None of is just before the Lord. He alone is righteous and just. Because of our sins, the righteous Lord allows suffering and afflictions to befall upon us to help us to remember Him and turn to Him, and live. He is always merciful and compassionate, and comes to our rescue, to deliver us, because He will not test us more than we can handle. Thus after we had our measure of suffering, which is meant to humble us and to make us call upon Him, He comes and cuts the ropes with which our enemies (that is, our passions we cannot control and the devil that tempts us) entangle us, and keep us bound to sin—and frees us from their servitude.
Of course, the scripture is not limited to its historical setting. Beyond earthly Israel and earthly Jerusalem, its enemies and all the temporal vicissitudes to which we are subject, is Christ’s holy Church, against whom the powers of death shall not prevail (see Mt. 16:18). God will deliver His elect from the oppression and tyranny of the devil, and will set His people free from suffering and death. Interestingly, I. Kolitsara’a paraphrase into Modern Greek renders the line as follows: “[Our enemies] sat tyrannically over us, the impious idolatrous races pounded upon our backs, and for a long time they prolonged their iniquity. But the righteous Lord cut to pieces and humbled the prideful necks of the tyrant sinners.” This interpretation keeps the historical setting of an action that took place in the past, but with the words “humbled” and “prideful” understands it in an allegorical sense. This is also the interpretation of St. Augustin: “all are sinners and…all must fear the sword that hangs above their neck…but [only] proud sinners were meant to be understood, [as] all proud men carry lofty necks” (ad locum, NPNF-1, pp. 612).
This, then, seems to me, to be the meaning that comes through the original text. Although the Fathers in their writings as well as the hymnographer who composed the Antiphons had before them a translation that had misunderstood one Hebrew word, which means cords or ropes, and not necks, they did their best to give it an interpretation that made some sense. Thus St. Nicodemos the Hagiorite writes: “Christ will cut their necks with the sword of divine justice and with the cutting of torments, both eternal and temporal. For with such the Lord disciplines them with illnesses, suffering and misfortunes. By necks he means enigmatically haughtiness and pride, because the proud lift up their necks high…If you don’t walk humbly, but raise your necks high and your eyes and your head, most assuredly Christ our Master will cut your necks with the everlasting torments of hell.” (Nea Klimax, pp. 299-300)

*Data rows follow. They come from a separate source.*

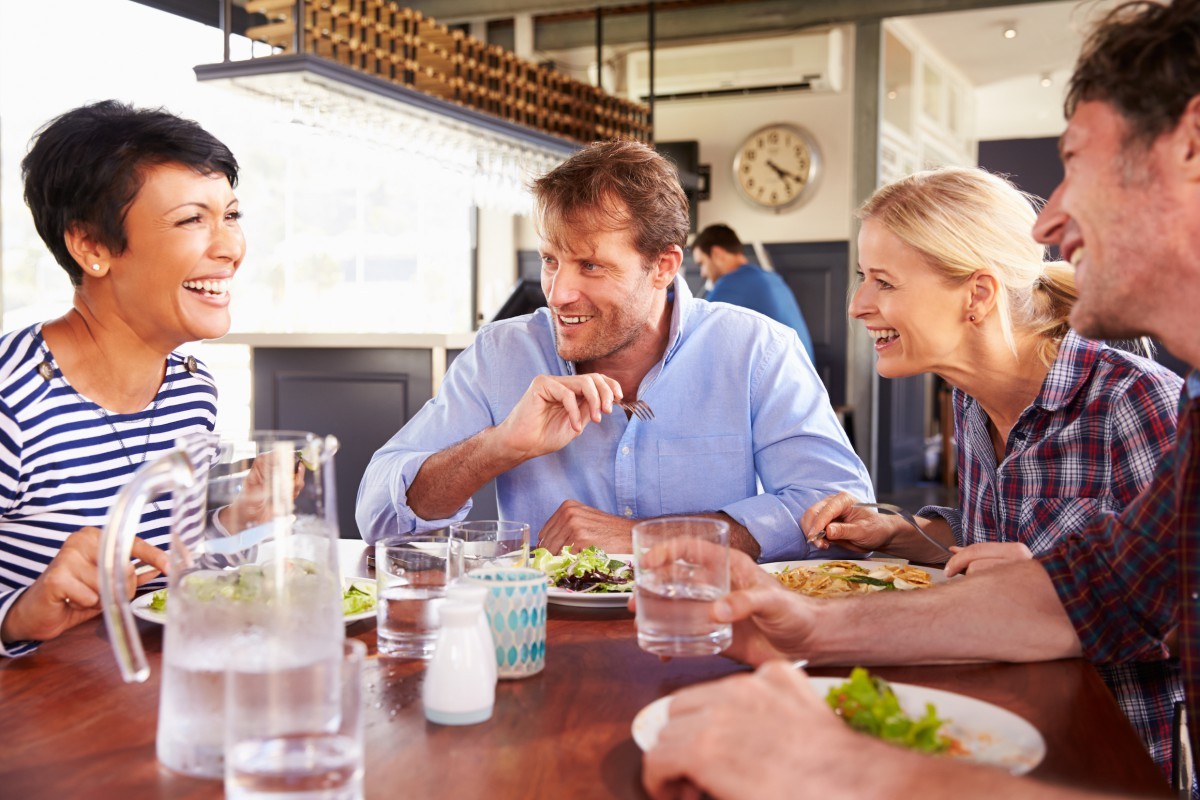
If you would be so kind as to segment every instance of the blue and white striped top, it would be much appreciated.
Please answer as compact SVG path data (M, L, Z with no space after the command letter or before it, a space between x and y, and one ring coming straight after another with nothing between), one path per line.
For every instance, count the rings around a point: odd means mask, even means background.
M41 323L0 337L0 624L69 535L103 527L117 491L143 462L179 436L216 427L216 384L202 364L191 366L172 353L147 408L110 414L67 383ZM138 535L165 550L170 498L156 503ZM0 655L36 645L0 642Z

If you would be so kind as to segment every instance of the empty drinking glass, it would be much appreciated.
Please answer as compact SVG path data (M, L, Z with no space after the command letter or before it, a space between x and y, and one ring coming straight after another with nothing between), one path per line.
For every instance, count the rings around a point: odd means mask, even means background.
M463 543L463 569L523 567L529 562L529 523L508 520L452 522L450 535Z

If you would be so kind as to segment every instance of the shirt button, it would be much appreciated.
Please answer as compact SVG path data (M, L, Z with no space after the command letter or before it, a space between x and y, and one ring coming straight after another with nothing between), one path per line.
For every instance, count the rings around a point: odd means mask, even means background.
M1200 592L1192 592L1193 600L1200 600Z
M623 455L623 456L629 455L629 445L625 445L624 447L621 448L621 455Z
M630 508L629 506L625 506L625 516L627 516L627 517L633 516L633 509Z

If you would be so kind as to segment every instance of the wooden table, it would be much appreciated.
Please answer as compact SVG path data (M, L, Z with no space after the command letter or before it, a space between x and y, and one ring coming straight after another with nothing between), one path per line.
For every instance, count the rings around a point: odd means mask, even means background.
M157 625L139 625L153 670L144 684L121 682L98 620L32 656L0 662L0 795L221 797L219 782L174 774L155 760L162 636ZM425 721L422 664L375 656L371 620L354 623L347 634L365 640L371 652L365 683L368 798L645 797L641 754L629 732L637 711L680 687L745 669L717 656L661 663L638 649L632 616L623 609L552 606L545 671L501 681L491 720L451 728ZM1169 794L1086 662L877 671L1025 717L1048 746L1033 773L1038 778Z

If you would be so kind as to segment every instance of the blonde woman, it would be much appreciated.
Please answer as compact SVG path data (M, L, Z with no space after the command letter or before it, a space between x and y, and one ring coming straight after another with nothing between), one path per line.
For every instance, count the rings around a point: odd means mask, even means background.
M1044 263L1035 210L978 169L921 172L858 212L861 283L850 316L875 340L885 378L932 372L954 387L958 507L918 522L956 549L950 571L1044 552L1092 516L1128 505L1174 439L1181 380L1162 366L1081 338L1067 315L1070 265ZM898 517L839 494L805 512L809 537L924 563L945 553ZM1151 754L1170 758L1175 662L1102 673Z

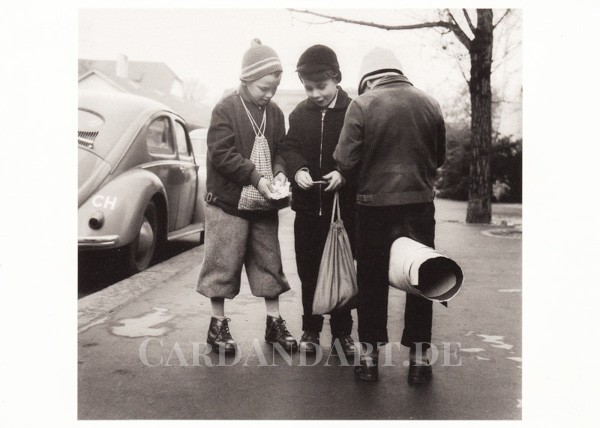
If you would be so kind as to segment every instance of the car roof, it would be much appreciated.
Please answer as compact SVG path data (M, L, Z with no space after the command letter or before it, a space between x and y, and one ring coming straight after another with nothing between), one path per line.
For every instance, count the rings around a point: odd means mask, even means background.
M142 112L160 110L179 116L163 103L125 92L79 91L79 108L94 111L104 117L118 115L133 119Z
M129 93L80 91L79 110L102 117L100 128L78 126L78 131L95 133L92 152L113 166L118 164L148 118L156 113L169 113L181 118L158 101ZM81 146L79 148L82 149Z

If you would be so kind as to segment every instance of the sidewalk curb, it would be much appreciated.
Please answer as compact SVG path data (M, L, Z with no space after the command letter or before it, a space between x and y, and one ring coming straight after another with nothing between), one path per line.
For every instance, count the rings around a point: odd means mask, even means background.
M203 250L203 245L194 247L143 272L79 299L77 302L78 332L81 333L101 323L116 308L149 290L163 286L174 276L193 269L197 266L196 263L200 263Z

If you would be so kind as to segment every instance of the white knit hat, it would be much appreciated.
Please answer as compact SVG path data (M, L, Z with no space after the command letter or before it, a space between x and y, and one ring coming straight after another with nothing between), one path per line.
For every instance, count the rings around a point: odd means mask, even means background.
M358 83L358 93L362 94L363 88L369 77L376 77L387 72L402 73L400 61L394 53L389 49L375 48L368 52L363 58L360 66L360 82Z

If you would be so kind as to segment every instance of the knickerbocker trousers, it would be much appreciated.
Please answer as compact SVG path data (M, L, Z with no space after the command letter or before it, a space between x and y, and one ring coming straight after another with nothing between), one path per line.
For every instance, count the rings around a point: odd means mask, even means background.
M274 298L288 291L278 226L277 211L248 220L207 203L204 260L197 291L210 298L233 299L240 292L243 266L253 295Z

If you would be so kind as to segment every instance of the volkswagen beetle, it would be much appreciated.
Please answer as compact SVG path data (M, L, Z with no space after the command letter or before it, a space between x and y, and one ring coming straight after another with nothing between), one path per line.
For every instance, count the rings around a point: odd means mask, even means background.
M150 266L167 240L204 235L205 172L183 118L132 94L80 91L78 246Z

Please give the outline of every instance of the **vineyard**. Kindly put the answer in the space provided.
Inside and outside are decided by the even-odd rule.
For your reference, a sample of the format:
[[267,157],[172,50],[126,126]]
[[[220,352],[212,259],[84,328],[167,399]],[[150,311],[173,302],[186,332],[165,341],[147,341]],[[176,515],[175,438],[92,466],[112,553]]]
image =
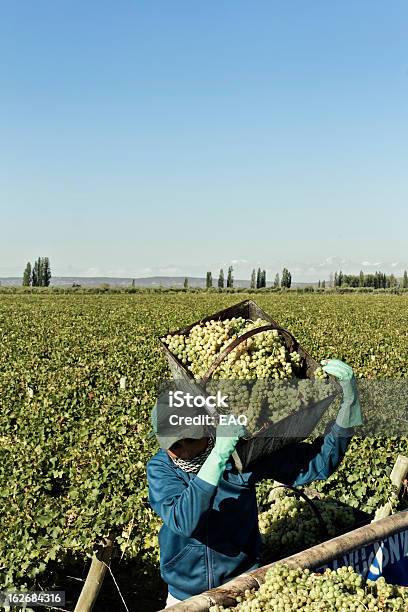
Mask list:
[[[155,383],[167,374],[157,340],[245,297],[0,295],[0,590],[59,580],[68,591],[64,568],[86,567],[95,545],[111,536],[117,559],[131,568],[125,597],[126,589],[139,601],[152,588],[163,592],[160,521],[147,502],[145,472],[157,450],[146,437]],[[358,378],[408,378],[407,294],[255,299],[316,360],[342,359]],[[314,485],[332,533],[351,528],[353,508],[373,513],[392,498],[399,453],[408,454],[408,439],[355,438],[340,468]],[[271,486],[258,487],[266,551],[280,543],[286,554],[299,550],[311,533],[317,541],[303,502],[271,496]],[[284,515],[292,517],[289,528]],[[303,535],[299,520],[308,524]]]

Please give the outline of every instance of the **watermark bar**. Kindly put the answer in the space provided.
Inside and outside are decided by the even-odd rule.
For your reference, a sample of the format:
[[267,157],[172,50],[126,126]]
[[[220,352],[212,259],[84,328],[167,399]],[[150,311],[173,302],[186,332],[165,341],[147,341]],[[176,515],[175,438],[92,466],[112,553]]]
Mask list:
[[40,608],[65,606],[65,591],[0,591],[0,606],[4,608]]
[[[361,437],[408,435],[408,380],[358,379]],[[324,435],[343,401],[329,380],[163,380],[157,393],[157,432],[198,438],[218,424],[242,425],[246,436],[305,439]],[[231,435],[234,435],[231,430]],[[228,435],[228,431],[223,435]]]

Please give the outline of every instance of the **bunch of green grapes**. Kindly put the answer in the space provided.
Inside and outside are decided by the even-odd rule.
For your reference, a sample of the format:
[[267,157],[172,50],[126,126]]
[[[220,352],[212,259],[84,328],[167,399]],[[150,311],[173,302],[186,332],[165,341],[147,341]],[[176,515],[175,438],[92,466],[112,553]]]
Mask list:
[[228,396],[230,413],[239,415],[245,412],[246,428],[251,433],[258,431],[264,423],[277,423],[333,391],[327,379],[209,381],[207,392],[215,394],[217,390]]
[[265,419],[276,423],[300,408],[324,399],[332,392],[332,385],[327,378],[256,381],[249,401],[250,425],[256,429]]
[[[268,321],[247,321],[233,317],[224,321],[207,321],[192,327],[186,336],[176,334],[163,338],[169,350],[192,372],[201,378],[221,353],[245,332],[267,325]],[[215,379],[288,379],[301,366],[300,355],[288,351],[277,330],[261,332],[238,345],[213,374]]]
[[248,589],[236,601],[236,607],[215,605],[210,612],[406,612],[408,589],[387,584],[384,578],[365,580],[352,567],[317,574],[277,563],[268,570],[259,590]]
[[[242,317],[213,320],[195,325],[188,335],[168,335],[162,340],[194,377],[200,379],[231,342],[266,324],[268,321],[262,319],[247,321]],[[247,431],[253,433],[265,422],[277,422],[330,394],[327,375],[321,368],[315,371],[314,381],[288,383],[299,374],[301,366],[299,353],[288,350],[277,330],[268,330],[233,349],[213,373],[207,391],[226,393],[229,411],[245,412]],[[252,385],[246,385],[245,381],[251,381]]]
[[[279,494],[276,493],[279,491]],[[294,497],[284,489],[272,489],[270,507],[259,513],[259,530],[264,545],[264,558],[276,559],[277,551],[285,550],[291,555],[329,537],[350,530],[355,524],[353,510],[339,504],[335,499],[314,499],[327,530],[322,531],[317,516],[302,498]]]

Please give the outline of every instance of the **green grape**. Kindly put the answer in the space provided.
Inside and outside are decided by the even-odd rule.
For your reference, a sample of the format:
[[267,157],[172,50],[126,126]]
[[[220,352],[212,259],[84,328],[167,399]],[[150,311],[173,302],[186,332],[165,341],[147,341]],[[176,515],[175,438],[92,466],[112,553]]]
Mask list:
[[[277,492],[279,493],[277,494]],[[284,548],[290,555],[299,550],[348,531],[355,523],[353,510],[335,499],[314,499],[327,530],[303,499],[294,497],[284,489],[272,489],[269,493],[270,507],[259,513],[259,530],[263,539],[264,558],[273,560],[277,550]]]
[[384,578],[376,582],[365,580],[352,567],[318,574],[276,563],[258,590],[246,590],[236,602],[235,607],[211,606],[210,612],[403,612],[408,609],[408,589],[387,584]]

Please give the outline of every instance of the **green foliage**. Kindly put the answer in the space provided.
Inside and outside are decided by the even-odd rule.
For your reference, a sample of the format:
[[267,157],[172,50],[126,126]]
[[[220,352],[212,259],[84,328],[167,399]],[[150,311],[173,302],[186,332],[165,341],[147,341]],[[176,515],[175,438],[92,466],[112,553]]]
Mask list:
[[291,284],[292,284],[292,275],[287,268],[283,268],[281,287],[286,287],[286,289],[290,289]]
[[252,270],[252,274],[251,274],[251,289],[256,289],[256,272],[255,272],[255,268]]
[[[375,274],[364,274],[360,270],[360,274],[343,274],[335,272],[334,274],[334,286],[335,287],[373,287],[374,289],[388,289],[390,287],[396,287],[398,280],[394,274],[387,276],[384,272],[375,272]],[[404,284],[402,282],[402,287]]]
[[129,321],[131,303],[101,300],[0,303],[1,586],[90,555],[111,531],[127,556],[157,560],[145,434],[164,363],[146,312]]
[[234,286],[234,277],[232,276],[232,271],[232,266],[229,266],[227,275],[227,287],[229,289],[232,289],[232,287]]
[[395,506],[397,500],[389,476],[398,455],[407,453],[406,438],[355,437],[334,474],[314,486],[370,514],[387,501]]
[[27,263],[24,274],[23,274],[23,287],[29,287],[31,285],[32,276],[31,276],[31,264]]
[[[109,533],[146,577],[160,527],[145,473],[157,450],[146,438],[155,384],[167,373],[157,339],[237,296],[25,290],[0,296],[0,587],[44,586],[54,562],[90,555]],[[408,293],[268,291],[256,301],[316,360],[342,359],[357,377],[408,377]],[[372,511],[393,494],[400,453],[406,439],[356,438],[315,487]]]
[[[28,274],[28,266],[31,264],[27,264],[26,271],[24,272],[24,280],[26,278],[26,273]],[[24,283],[23,285],[26,284]],[[50,260],[48,257],[39,257],[34,264],[32,275],[31,275],[31,284],[33,287],[48,287],[51,280],[51,268],[50,268]],[[30,284],[30,283],[27,283]]]
[[224,270],[222,268],[218,276],[218,289],[224,289]]
[[44,257],[43,259],[43,270],[42,270],[42,283],[43,287],[48,287],[51,280],[51,268],[50,268],[50,260],[48,257]]
[[262,287],[261,282],[262,282],[262,272],[261,272],[261,268],[258,268],[258,271],[256,273],[256,288],[257,289],[260,289]]

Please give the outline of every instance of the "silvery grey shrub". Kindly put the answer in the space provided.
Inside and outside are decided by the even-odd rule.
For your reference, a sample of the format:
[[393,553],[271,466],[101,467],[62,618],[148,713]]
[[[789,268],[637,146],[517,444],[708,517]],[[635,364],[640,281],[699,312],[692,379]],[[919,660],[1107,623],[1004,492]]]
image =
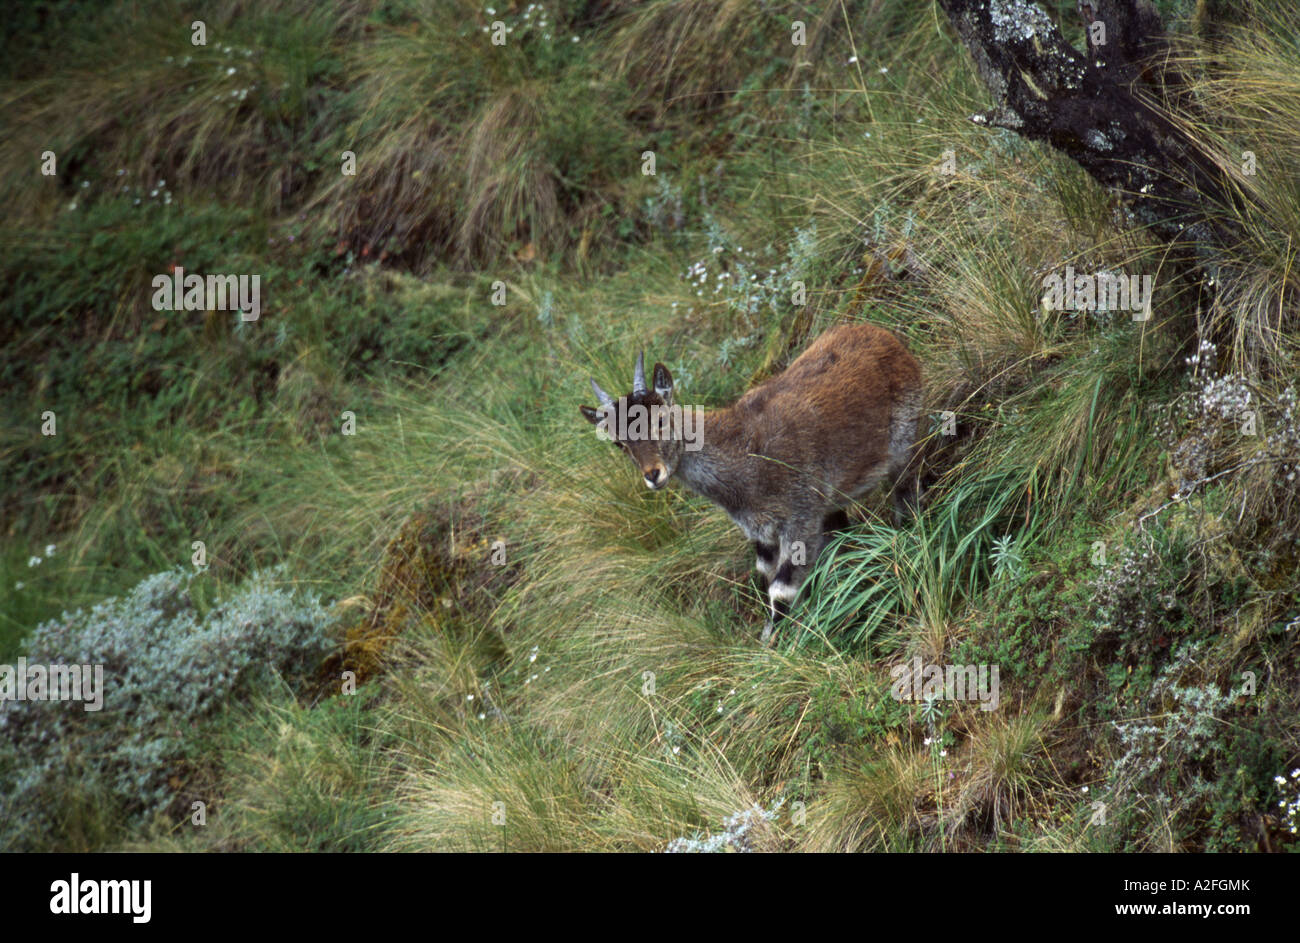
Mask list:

Admirable as it is the patristic commentary I would like us to return to the original meaning, which happens to say the exact opposite of what the Septuagint text says. Far from cutting our necks, Christ cuts the ropes that wicked people tie around us, the noose that keeps us slaves to sin, Satan and death, and frees us from their yoke granting us life—His everlasting life.
- Another similar example is offered by the haunting Doxastikon of Holy Thursday’s Lauds: “They stripped Me of My garments and put upon Me a scarlet robe. They set a crown of thorns upon My head and put a reed into My right hand, so that I might smash them like a potter’s vessel.” In these hymns our “meek and humble” (Mt. 11:29) Lord appears violent.
- Sir Lancelot C. L. Brenton’s translation from the Septuagint is similar: “The righteous Lord has cut asunder the necks of sinners.”
- The same image is conveyed in Ps. 124:7, where we read, “We have escaped as a bird from the snare of the fowlers; the snare is broken and we have escaped” (RSV). Far from yoking us with commandments we cannot keep, the Lord came “to loose the bonds of wickedness, to undo the thongs of the yoke, to let the oppressed go free, and to break every yoke” (Is. 58:6).